Re: [RFC][PATCH 1/2] sched: Move idle_balance() to post_schedule

2013-01-05 Thread Frederic Weisbecker
2012/12/22 Steven Rostedt :
> The idle_balance() code is called to do task load balancing just before
> going to idle. This makes sense as the CPU is about to sleep anyway.
> But currently it's called in the middle of the scheduler and in a place
> that must have interrupts disabled. That means, while the load balancing
> is going on, if a task wakes up on this CPU, it wont get to run while
> the interrupts are disabled. The idle task doing the balancing will be
> clueless about it.
>
> There's no real reason that the idle_balance() needs to be called in the
> middle of schedule anyway. The only benefit is that if a task is pulled
> to this CPU, it can be scheduled without the need to schedule the idle
> task. But load balancing and migrating the task makes a switch to idle
> and back negligible.

This cleanup looks nice as it does not only let us enable interrupts
there but also debloats a bit the schedule() code from idle specific
code. So it would be a pity if the optimization that goes away with
your cleanup has any measurable impact. Is there any sensible
benchmark that can be run against this patch? Something that may
involve a lot of back and forth to idle with some bunch of tasks
running around on other CPUs?
--
To unsubscribe from this list: send the line "unsubscribe linux-kernel" in
the body of a message to majord...@vger.kernel.org
More majordomo info at  http://vger.kernel.org/majordomo-info.html
Please read the FAQ at  http://www.tux.org/lkml/


Re: [RFC][PATCH 1/2] sched: Move idle_balance() to post_schedule

2012-12-21 Thread Steven Rostedt
---
So much for saying it was well tested. As my email box is separate from
the development boxes, I didn't copy the write set of patches over. This
patch was tested thoroughly on 40 core and 4 core, but not UP. The UP
had some bugs that were fixed (but not sent :-p)

Here's the correct patch with the UP fixes. The other patch shouldn't be
affected.
---

sched: Move idle_balance() to post_schedule

The idle_balance() code is called to do task load balancing just before
going to idle.
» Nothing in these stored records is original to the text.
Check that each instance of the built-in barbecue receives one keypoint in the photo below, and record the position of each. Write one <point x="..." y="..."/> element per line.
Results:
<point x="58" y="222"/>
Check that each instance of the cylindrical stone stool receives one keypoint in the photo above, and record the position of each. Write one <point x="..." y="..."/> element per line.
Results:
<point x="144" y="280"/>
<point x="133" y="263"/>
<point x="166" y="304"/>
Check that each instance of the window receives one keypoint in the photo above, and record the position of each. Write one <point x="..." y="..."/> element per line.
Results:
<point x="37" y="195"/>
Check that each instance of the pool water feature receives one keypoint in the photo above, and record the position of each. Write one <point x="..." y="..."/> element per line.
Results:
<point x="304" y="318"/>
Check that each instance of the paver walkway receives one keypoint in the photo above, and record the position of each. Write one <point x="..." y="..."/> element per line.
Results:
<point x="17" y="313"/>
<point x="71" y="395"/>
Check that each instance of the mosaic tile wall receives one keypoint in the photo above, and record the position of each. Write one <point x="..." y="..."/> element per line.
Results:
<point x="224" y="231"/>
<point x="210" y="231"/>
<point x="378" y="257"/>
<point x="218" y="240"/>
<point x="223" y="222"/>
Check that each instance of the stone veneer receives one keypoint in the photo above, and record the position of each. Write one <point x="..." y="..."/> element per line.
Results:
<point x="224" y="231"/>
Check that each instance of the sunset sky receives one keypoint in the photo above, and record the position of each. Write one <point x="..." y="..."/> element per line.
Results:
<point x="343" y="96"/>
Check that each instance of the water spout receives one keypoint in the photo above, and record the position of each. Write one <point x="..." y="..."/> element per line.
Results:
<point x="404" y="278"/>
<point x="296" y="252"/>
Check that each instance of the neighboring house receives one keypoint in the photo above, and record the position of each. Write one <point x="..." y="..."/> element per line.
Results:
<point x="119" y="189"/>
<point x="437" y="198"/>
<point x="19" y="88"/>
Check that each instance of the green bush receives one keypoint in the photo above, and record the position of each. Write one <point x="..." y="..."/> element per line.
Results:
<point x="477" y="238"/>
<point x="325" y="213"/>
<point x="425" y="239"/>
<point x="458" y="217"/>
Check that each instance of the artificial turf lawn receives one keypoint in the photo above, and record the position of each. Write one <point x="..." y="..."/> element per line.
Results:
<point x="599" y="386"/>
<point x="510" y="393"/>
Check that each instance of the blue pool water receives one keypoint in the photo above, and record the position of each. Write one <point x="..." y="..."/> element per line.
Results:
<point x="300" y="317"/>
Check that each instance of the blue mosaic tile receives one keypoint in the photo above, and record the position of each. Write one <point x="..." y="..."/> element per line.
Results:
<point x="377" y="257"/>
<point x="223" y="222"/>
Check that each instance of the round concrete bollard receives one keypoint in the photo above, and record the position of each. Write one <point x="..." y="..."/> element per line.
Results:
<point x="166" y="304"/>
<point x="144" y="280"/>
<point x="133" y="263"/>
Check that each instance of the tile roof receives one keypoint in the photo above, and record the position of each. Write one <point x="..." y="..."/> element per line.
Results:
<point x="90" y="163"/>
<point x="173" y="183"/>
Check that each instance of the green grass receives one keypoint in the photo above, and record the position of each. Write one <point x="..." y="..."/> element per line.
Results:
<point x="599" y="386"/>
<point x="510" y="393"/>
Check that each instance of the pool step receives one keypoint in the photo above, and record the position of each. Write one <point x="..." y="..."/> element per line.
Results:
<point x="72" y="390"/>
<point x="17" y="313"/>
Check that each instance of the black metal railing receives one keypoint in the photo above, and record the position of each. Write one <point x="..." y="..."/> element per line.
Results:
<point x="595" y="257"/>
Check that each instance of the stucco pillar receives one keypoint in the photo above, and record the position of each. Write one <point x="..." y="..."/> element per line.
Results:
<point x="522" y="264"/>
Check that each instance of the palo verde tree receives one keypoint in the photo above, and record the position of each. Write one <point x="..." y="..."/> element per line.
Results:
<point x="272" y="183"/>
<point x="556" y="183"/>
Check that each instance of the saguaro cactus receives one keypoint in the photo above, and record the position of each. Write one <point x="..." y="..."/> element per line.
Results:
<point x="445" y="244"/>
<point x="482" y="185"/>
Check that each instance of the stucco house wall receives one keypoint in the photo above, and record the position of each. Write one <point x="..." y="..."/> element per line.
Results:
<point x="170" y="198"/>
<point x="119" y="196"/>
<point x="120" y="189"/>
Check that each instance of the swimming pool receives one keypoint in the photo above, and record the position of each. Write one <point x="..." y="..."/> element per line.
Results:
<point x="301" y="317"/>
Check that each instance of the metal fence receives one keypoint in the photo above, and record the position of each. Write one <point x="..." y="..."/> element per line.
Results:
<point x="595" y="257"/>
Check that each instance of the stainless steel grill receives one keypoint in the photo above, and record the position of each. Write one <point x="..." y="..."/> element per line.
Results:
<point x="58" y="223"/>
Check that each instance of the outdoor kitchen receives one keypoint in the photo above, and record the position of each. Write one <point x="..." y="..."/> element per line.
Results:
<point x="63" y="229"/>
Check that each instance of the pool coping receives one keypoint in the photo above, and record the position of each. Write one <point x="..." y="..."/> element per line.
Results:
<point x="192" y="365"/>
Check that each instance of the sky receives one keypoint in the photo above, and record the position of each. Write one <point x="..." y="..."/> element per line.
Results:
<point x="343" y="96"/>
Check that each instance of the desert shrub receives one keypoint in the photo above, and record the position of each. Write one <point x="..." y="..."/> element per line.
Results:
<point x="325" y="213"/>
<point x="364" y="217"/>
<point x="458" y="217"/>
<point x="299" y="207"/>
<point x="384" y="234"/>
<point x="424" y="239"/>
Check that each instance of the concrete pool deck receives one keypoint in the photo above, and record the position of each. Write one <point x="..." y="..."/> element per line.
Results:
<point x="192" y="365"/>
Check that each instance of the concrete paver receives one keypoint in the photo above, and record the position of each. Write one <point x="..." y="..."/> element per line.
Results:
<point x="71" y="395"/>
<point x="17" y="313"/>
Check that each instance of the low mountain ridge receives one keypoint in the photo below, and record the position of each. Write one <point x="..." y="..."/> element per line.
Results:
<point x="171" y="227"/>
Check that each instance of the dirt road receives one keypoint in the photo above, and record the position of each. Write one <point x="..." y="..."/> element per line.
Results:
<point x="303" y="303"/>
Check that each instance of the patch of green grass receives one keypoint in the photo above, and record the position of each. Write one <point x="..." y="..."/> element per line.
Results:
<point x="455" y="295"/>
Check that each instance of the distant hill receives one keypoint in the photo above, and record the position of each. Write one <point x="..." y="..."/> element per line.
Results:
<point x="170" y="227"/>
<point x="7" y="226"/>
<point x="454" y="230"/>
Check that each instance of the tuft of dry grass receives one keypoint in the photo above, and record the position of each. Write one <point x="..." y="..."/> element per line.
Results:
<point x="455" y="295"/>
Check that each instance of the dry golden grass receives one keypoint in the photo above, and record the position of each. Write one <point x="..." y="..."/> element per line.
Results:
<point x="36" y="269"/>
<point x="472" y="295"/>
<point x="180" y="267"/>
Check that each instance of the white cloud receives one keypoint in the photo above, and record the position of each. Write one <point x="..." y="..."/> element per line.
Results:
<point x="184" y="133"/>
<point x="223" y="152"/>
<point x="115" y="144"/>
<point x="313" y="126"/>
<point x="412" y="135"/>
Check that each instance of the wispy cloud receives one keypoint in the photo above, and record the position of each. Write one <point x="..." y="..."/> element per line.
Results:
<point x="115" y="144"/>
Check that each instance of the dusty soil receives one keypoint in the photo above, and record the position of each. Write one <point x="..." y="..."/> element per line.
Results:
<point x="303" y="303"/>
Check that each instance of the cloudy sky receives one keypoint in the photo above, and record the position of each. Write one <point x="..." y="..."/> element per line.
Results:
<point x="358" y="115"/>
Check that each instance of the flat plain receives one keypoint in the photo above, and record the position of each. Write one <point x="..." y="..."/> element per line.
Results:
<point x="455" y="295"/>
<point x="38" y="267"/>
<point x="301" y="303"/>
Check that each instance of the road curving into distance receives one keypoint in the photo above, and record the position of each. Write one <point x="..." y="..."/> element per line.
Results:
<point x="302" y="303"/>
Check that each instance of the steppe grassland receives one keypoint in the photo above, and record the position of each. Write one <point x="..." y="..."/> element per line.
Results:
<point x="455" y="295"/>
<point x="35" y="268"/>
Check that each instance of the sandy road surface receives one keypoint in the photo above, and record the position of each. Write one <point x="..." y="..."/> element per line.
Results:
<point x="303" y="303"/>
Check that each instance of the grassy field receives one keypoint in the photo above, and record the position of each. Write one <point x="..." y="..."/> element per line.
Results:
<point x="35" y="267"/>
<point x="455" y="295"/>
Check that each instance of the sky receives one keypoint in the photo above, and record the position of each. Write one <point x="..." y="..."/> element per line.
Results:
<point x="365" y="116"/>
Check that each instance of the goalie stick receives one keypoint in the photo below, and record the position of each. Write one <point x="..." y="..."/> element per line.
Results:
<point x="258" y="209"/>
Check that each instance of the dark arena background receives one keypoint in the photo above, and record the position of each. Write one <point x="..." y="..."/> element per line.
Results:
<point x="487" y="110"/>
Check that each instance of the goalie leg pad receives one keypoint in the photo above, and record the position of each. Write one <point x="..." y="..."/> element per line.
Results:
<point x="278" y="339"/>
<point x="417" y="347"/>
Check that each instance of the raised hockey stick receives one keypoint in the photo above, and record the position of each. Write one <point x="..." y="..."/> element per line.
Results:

This makes sense as the CPU is about to sleep anyway.
But currently it's called in the middle of the scheduler and in a place
that must have interrupts disabled. That means, while the load balancing
is going on, if a task wakes up on this CPU, it wont get to run while
the interrupts are disabled. The idle task doing the balancing will be
clueless about it.

There's no real reason that the idle_balance() needs to be called in the
middle of schedule anyway. The only benefit is that if a task is pulled
to this CPU, it can be scheduled without the need to schedule the idle
task. But load balancing and migrating the task makes a switch to idle
and back negligible.

By using the post_schedule function pointer of the sched class, the
unlikely branch in the hot path of the scheduler can be removed, and
the idle task itself can do the load balancing.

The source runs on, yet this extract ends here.